5.4 Verweerder heeft voorts erkend dat zijn woordkeuze in de e-mail van 12 februari 2018 in zoverre ongelukkig is dat deze impliceert dat verklaringen “gezien” zijn en dat die dus wel op schrift moeten zijn gesteld. Verweerder had echter per e-mail vernomen dat er klachten over klager (en de heer A) waren, aldus verweerder. De raad is van oordeel dat een en ander van onvoldoende gewicht is om verweerder hiervan een tuchtrechtelijk verwijt te maken. De raad neemt hierbij in aanmerking dat de enige geadresseerde van de e-mail, de heer B, er – door middel van de e-mail van verweerder van 8 februari 2018 – al van op de hoogte was dat het ging om klachten van personen die anoniem wilden blijven en daarom geen schriftelijke verklaringen wilden afleggen, zodat de heer B niet gedacht kan hebben dat verweerder schriftelijke verklaringen had gezien. Bovendien heeft verweerder de informatie over de signalen per e-mail van zijn medebestuurder ontvangen en in zoverre de beschuldigingen dus wel gelezen en niet gehoord.

5.5 Dat het de bedoeling van verweerder is geweest om ruchtbaarheid aan de zaak te geven heeft klager onvoldoende onderbouwd en blijkt ook niet uit het klachtdossier.

5.6 De conclusie van het voorgaande is dat de klacht ongegrond is.

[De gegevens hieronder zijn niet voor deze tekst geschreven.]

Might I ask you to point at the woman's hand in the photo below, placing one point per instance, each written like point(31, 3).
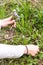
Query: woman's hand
point(7, 21)
point(32, 50)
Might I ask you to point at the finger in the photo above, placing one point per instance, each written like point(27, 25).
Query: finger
point(8, 22)
point(14, 25)
point(8, 19)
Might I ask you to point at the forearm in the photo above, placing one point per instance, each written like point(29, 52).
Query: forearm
point(11, 51)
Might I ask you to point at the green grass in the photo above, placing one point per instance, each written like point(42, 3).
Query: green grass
point(29, 30)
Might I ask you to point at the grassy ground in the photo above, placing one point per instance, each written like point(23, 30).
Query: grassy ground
point(29, 30)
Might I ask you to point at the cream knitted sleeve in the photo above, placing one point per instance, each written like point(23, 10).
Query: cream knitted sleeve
point(11, 51)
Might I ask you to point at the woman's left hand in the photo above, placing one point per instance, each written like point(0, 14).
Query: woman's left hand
point(7, 21)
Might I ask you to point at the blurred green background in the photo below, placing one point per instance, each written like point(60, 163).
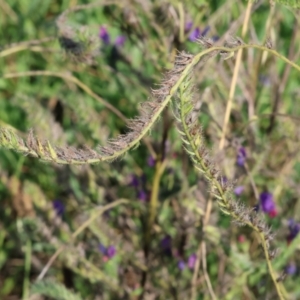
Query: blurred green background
point(74, 81)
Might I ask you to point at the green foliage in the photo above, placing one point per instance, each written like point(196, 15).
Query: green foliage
point(156, 222)
point(53, 290)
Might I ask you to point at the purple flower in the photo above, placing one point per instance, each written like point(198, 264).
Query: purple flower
point(291, 269)
point(166, 245)
point(192, 261)
point(294, 229)
point(142, 195)
point(205, 30)
point(267, 204)
point(111, 251)
point(188, 26)
point(151, 161)
point(102, 248)
point(104, 35)
point(181, 265)
point(239, 190)
point(120, 40)
point(241, 156)
point(134, 181)
point(58, 207)
point(194, 35)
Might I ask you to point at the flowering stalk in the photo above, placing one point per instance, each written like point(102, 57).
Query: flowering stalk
point(140, 126)
point(222, 190)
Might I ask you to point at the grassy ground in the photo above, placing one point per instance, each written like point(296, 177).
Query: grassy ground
point(145, 226)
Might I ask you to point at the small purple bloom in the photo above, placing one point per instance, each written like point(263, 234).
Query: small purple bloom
point(188, 26)
point(241, 156)
point(58, 207)
point(134, 181)
point(194, 35)
point(102, 248)
point(181, 265)
point(120, 40)
point(192, 261)
point(239, 190)
point(104, 35)
point(205, 30)
point(142, 195)
point(294, 229)
point(267, 204)
point(166, 245)
point(111, 251)
point(291, 269)
point(151, 161)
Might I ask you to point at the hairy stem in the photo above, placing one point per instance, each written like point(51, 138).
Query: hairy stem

5.7 Voor zover klager er ook nog over klaagt dat verweerder de aantijgingen over klager niet heeft ingetrokken overweegt de raad dat het niet aan verweerder is om te beoordelen of de over klager (en de heer A) afgegeven signalen juist zijn.

BESLISSING

De raad van discipline:

- verklaart de klacht ongegrond.

Aldus beslist door mr. C. Kraak, voorzitter, mrs. M. Middeldorp en C. Wiggers, leden, bijgestaan door mr. S. van Excel als griffier en uitgesproken in het openbaar op 15 juli 2019.

Griffier Voorzitter

Deze beslissing is in afschrift op 15 juli 2019 verzonden.